E4 "This is something very personal, I have been working in management for many years and I believe that in a short time there will be a specific career to work in school guidance teams because you would need to study for 5 years to know how to develop your role. The career of psychology does not enable you, in paper it does, but does not enable you to work in a school. Neither does the social work career. For that reason the career of psycho pedagogy is more oriented for the role of learning counselor. I believe that much more specific training is needed. That implies a lot of work for us because we have to have many plenary reunions, work in the specific role, because it is very different to be a psychologist than to be an educational counselor."

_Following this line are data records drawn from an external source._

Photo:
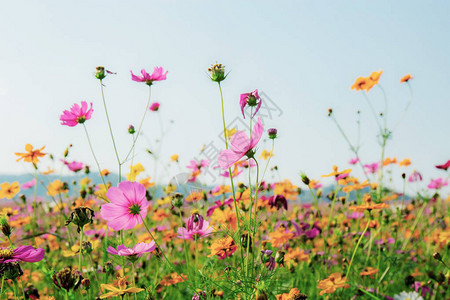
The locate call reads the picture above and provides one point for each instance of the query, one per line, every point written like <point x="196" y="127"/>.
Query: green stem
<point x="110" y="130"/>
<point x="80" y="251"/>
<point x="162" y="252"/>
<point x="356" y="249"/>
<point x="140" y="126"/>
<point x="93" y="154"/>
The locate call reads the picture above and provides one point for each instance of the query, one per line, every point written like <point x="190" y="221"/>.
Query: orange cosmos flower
<point x="333" y="282"/>
<point x="336" y="173"/>
<point x="404" y="163"/>
<point x="31" y="156"/>
<point x="406" y="78"/>
<point x="389" y="161"/>
<point x="280" y="236"/>
<point x="8" y="191"/>
<point x="223" y="247"/>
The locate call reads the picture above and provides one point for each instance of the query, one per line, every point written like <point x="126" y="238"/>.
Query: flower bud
<point x="266" y="255"/>
<point x="305" y="179"/>
<point x="279" y="258"/>
<point x="272" y="132"/>
<point x="100" y="72"/>
<point x="217" y="73"/>
<point x="131" y="129"/>
<point x="177" y="200"/>
<point x="81" y="216"/>
<point x="4" y="226"/>
<point x="67" y="279"/>
<point x="10" y="270"/>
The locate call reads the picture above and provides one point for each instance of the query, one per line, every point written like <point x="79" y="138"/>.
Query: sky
<point x="303" y="55"/>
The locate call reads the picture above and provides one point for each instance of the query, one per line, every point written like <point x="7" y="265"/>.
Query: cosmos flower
<point x="444" y="166"/>
<point x="76" y="115"/>
<point x="28" y="184"/>
<point x="8" y="191"/>
<point x="437" y="183"/>
<point x="128" y="205"/>
<point x="251" y="99"/>
<point x="31" y="156"/>
<point x="157" y="75"/>
<point x="21" y="253"/>
<point x="154" y="106"/>
<point x="406" y="78"/>
<point x="137" y="250"/>
<point x="197" y="228"/>
<point x="241" y="145"/>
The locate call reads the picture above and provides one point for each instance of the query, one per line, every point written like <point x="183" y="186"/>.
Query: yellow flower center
<point x="6" y="253"/>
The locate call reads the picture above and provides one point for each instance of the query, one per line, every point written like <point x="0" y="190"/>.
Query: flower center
<point x="135" y="209"/>
<point x="81" y="119"/>
<point x="6" y="253"/>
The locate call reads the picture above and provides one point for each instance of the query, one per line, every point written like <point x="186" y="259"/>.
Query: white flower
<point x="408" y="296"/>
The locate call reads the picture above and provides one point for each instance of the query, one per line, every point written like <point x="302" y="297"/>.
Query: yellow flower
<point x="31" y="156"/>
<point x="146" y="182"/>
<point x="135" y="171"/>
<point x="8" y="191"/>
<point x="333" y="282"/>
<point x="266" y="154"/>
<point x="230" y="132"/>
<point x="56" y="187"/>
<point x="121" y="290"/>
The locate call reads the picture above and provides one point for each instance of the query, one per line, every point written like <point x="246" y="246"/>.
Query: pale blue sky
<point x="303" y="54"/>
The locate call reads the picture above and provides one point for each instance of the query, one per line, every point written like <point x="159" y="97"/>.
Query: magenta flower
<point x="241" y="145"/>
<point x="154" y="106"/>
<point x="197" y="228"/>
<point x="437" y="183"/>
<point x="415" y="176"/>
<point x="22" y="253"/>
<point x="252" y="100"/>
<point x="198" y="165"/>
<point x="157" y="75"/>
<point x="73" y="166"/>
<point x="76" y="115"/>
<point x="353" y="161"/>
<point x="444" y="166"/>
<point x="137" y="250"/>
<point x="128" y="206"/>
<point x="372" y="168"/>
<point x="28" y="184"/>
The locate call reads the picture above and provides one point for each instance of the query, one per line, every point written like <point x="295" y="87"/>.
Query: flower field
<point x="118" y="234"/>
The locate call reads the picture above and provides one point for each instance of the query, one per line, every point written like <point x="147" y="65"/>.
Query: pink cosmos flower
<point x="444" y="166"/>
<point x="241" y="145"/>
<point x="73" y="166"/>
<point x="157" y="75"/>
<point x="197" y="228"/>
<point x="76" y="115"/>
<point x="252" y="100"/>
<point x="415" y="176"/>
<point x="198" y="165"/>
<point x="437" y="183"/>
<point x="29" y="184"/>
<point x="128" y="204"/>
<point x="353" y="161"/>
<point x="372" y="168"/>
<point x="21" y="253"/>
<point x="137" y="250"/>
<point x="154" y="106"/>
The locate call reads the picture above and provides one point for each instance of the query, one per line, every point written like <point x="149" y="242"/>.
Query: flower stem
<point x="162" y="252"/>
<point x="356" y="249"/>
<point x="110" y="130"/>
<point x="80" y="251"/>
<point x="140" y="126"/>
<point x="93" y="154"/>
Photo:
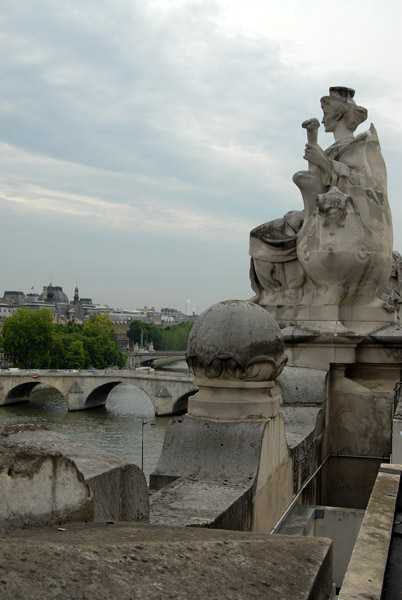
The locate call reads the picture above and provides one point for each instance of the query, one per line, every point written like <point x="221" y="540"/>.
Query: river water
<point x="126" y="426"/>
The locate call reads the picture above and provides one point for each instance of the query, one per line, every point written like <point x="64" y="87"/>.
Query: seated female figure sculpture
<point x="339" y="250"/>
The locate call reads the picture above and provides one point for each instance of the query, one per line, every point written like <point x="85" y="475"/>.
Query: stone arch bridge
<point x="82" y="390"/>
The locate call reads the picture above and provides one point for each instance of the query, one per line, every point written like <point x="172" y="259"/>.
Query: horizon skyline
<point x="101" y="304"/>
<point x="140" y="143"/>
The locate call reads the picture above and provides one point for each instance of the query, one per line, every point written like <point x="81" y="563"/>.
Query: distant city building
<point x="190" y="308"/>
<point x="16" y="298"/>
<point x="79" y="309"/>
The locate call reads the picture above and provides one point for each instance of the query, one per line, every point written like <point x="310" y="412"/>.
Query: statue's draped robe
<point x="358" y="169"/>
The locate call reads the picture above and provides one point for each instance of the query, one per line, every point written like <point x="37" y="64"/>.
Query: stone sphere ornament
<point x="236" y="339"/>
<point x="235" y="351"/>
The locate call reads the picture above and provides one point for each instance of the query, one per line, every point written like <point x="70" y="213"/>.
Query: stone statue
<point x="338" y="251"/>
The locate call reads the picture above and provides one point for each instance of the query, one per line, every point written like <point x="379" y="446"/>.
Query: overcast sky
<point x="142" y="140"/>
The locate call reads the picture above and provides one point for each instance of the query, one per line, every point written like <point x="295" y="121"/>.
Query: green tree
<point x="171" y="338"/>
<point x="27" y="338"/>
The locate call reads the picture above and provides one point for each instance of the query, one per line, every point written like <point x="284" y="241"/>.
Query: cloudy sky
<point x="141" y="140"/>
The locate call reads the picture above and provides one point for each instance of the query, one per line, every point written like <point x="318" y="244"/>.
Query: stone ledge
<point x="131" y="560"/>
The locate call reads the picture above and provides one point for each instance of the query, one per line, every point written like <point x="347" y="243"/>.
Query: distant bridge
<point x="82" y="390"/>
<point x="144" y="358"/>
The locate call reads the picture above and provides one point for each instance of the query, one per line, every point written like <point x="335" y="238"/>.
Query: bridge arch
<point x="99" y="395"/>
<point x="21" y="392"/>
<point x="181" y="404"/>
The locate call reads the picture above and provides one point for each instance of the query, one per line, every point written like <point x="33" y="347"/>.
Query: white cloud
<point x="178" y="119"/>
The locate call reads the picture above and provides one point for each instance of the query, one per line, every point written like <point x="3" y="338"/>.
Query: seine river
<point x="126" y="426"/>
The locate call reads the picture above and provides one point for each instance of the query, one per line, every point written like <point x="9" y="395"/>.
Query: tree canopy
<point x="27" y="338"/>
<point x="31" y="340"/>
<point x="171" y="338"/>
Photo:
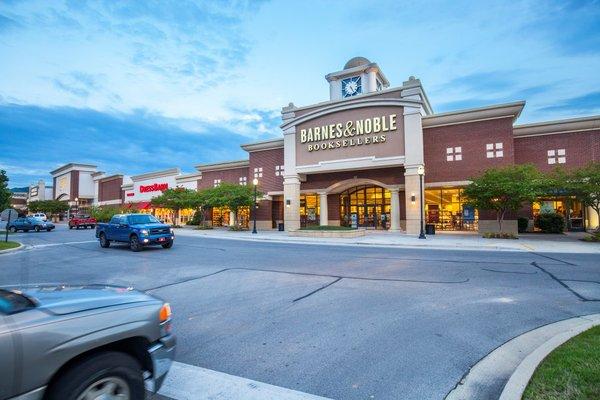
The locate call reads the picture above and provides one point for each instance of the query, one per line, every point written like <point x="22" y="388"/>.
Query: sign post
<point x="9" y="215"/>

This quality of professionalization in the practice of the members of the S.G.T. could constitute an advantage when transforming its functions towards the promotion of health, since its training for the different roles would be given within the work in the school institution with enough independence of the professional careers of degree that each individual has. If you adopt a health promoter approach from the management of the D.P.C.P.S., the practice of the S.G.T. could be reoriented through the training mechanisms that management has at its disposal (plenary meetings, legal documentation, training, visits to schools, etc.). For this it is necessary to understand that any professional with the appropriate training can adjust their practice towards the promotion of health, as long as it is taken as a transversal approach to all the activities carried out in the institution.

Discussion

It is obvious that the transformation of schools into health promoting institutions is not an exclusive task of the members of the S.G.T. but without a doubt they are indispensable and central actors in this change.

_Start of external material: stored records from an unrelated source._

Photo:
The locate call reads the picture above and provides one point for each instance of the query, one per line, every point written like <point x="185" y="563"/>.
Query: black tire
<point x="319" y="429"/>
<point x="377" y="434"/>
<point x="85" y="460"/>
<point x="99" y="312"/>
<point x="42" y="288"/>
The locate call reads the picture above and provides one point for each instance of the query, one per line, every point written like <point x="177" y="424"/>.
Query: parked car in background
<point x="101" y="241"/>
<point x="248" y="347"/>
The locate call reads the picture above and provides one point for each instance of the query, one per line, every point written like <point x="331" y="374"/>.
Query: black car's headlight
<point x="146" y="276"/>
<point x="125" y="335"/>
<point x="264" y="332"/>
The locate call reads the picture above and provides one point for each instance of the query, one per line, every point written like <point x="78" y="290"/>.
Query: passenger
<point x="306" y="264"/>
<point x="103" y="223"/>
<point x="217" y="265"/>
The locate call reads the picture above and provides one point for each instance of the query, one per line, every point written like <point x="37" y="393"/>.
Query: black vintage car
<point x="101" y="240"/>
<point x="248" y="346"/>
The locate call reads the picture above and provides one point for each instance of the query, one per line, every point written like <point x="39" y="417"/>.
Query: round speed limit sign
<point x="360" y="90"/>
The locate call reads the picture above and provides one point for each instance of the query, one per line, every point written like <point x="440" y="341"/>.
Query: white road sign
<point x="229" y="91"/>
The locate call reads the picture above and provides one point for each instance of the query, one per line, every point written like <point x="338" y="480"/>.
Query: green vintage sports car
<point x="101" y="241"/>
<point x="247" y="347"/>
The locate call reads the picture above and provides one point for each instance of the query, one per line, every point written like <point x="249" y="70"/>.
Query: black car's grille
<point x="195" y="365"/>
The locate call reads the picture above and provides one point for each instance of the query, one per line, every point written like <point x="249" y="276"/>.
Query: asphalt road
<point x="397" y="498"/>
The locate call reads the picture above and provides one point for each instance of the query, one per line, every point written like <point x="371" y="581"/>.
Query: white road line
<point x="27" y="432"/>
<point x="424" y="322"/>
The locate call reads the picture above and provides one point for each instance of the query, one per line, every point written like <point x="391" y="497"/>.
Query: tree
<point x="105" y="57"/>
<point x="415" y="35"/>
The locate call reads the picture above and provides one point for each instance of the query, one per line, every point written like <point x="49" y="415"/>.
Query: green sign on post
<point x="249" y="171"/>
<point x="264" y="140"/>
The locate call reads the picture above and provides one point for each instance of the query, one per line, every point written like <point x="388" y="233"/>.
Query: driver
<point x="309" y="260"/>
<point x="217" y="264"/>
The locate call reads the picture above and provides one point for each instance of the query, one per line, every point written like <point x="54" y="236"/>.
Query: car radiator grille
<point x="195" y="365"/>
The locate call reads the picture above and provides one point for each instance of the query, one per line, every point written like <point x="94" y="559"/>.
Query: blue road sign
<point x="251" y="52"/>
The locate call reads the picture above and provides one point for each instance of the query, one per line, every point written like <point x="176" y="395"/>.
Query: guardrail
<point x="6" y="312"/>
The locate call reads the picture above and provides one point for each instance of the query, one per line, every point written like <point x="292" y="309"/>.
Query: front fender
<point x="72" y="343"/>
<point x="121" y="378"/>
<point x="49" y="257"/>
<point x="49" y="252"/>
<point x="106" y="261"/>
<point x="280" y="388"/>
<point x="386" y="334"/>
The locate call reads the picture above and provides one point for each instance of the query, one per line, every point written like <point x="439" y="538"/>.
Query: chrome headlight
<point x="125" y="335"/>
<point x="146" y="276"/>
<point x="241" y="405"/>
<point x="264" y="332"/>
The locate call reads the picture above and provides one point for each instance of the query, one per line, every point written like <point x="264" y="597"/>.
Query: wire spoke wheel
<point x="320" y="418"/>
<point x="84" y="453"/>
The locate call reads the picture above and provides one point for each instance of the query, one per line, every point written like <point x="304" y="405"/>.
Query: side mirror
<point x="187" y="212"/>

We can think, through the current normative / ideological framework for the function of the schools and the members of the S.G.T., that several conditions to promote community health / mental health within the school setting are given. It is also noted that many of these possible actions are hampered by the emphasis of the S.G.T. as exclusively teaching professionals. This emphasis is used many times to detach them from possible actions related to health, and when these actions are carried out they are confused with integral sexual education activities. It is necessary to reinforce the statute of health promotion interventions in the work of the S.G.T. to encourage this type of work frames that improve the health status of the students. This would also improve the work situation of the teachers by directly impacting the physical and social environment in which they carry out their activity.

Adapting a professional practice towards the health promotion of a target groups would not mean that the professional staff should be trained in therapeutic techniques and practices like health care professionals. It implies thinking about health as a dimension that must always be present when thinking about individual, group, institutional and community interventions; it means to propose an optimal state of health of the individuals that inhabit the school institution (workers and students) as one of the primary and constant objectives when carrying out orientation practices in the school; it means taking health as a dimension of concern within professional practice as it crosses and determines everything that happens in school, even if it is not addressed.

Thinking about schools as health promoting institutions, with the capacity for action that works with a power that was conferred by others who represents (Augsberg, 2004), involves doing a double job: on the one hand, including health as a constant dimension in the work of their actors; on the other hand, to shift the focus towards the conditions of well-being and discomfort in the institution, towards the quality of life within the school, rather than to the attention of emerging problems or illnesses.

In this sense, the role of the S.G.T. presents fruitful horizons to think about health promotion in schools and the links that exist there, although there is still a way to go.